In fact, if one invests some time to explore the abyss of Numpy source codes, one can conclude that the orthogonal matrix $Q$ from
```
Q, R = np.linalg.qr(A)
```
is a product of $n-1$ orthogonal matrices $Q = Q_{n-1} \dots Q_2 Q_1$ where $\det(Q_j) = -1$ (unless we encounter a zero vector during the computations).
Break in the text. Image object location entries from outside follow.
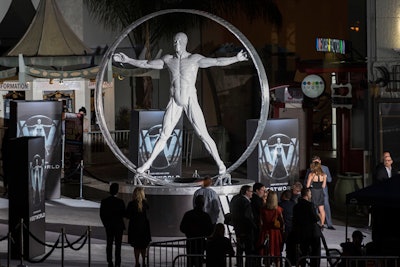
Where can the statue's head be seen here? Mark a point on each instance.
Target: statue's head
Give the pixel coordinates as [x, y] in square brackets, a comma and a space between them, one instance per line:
[180, 41]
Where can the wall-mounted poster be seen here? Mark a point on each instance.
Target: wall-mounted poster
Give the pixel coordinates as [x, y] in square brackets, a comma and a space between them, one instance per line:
[145, 130]
[41, 118]
[275, 161]
[73, 147]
So, unless we are extremely unlucky, we can compute the determinant of $A$ as $(-1)^{n-1} r_{11} r_{22} \dots r_{nn}$.

In [7]:
def qr_det(A):
    Q, R = np.linalg.qr(A)
    det = 1
    if n % 2 == 0:
        det = -det

    for i in range(n):
        det = det * R[i, i]

    return det


start = time.time()
det_qr = qr_det(A)
elapsed = time.time() - start

print("Computed in", elapsed, "seconds")
print()
print("det(A) =", det_qr)


Computed in 0.0009446144104003906 seconds

det(A) = -11.774961095126896


In [8]:
# sanity check on det(Q)
Q, _ = np.linalg.qr(A)
print(np.linalg.det(Q))

0.9999999999999998


&nbsp;

---

&nbsp;

Of course, in real world applications, we would just use the builtin function `numpy.linalg.det`. Going with builtin functions is usually a good choice, as their performance are optimized with numerous tricks, and they come with safeguards that prevent common possible errors.

In [9]:
start = time.time()
det_np = np.linalg.det(A)
elapsed = time.time() - start

print("Computed in", elapsed, "seconds")
print()
print("det(A) =", det_np)

Computed in 0.0002582073211669922 seconds

det(A) = -11.774961095126878


&nbsp;

But how does NumPy actually compute determinants?

&nbsp;

The answer can be found in the [NumPy official document](https://numpy.org/doc/stable/reference/generated/numpy.linalg.det.html)...


> ...
>
> The determinant is computed via **LU factorization** using the LAPACK routine `z/dgetrf`.
>
> ...


So NumPy uses LU decomposition in computing determinants, while NumPy ironically does not provide an LU decomposition functionality.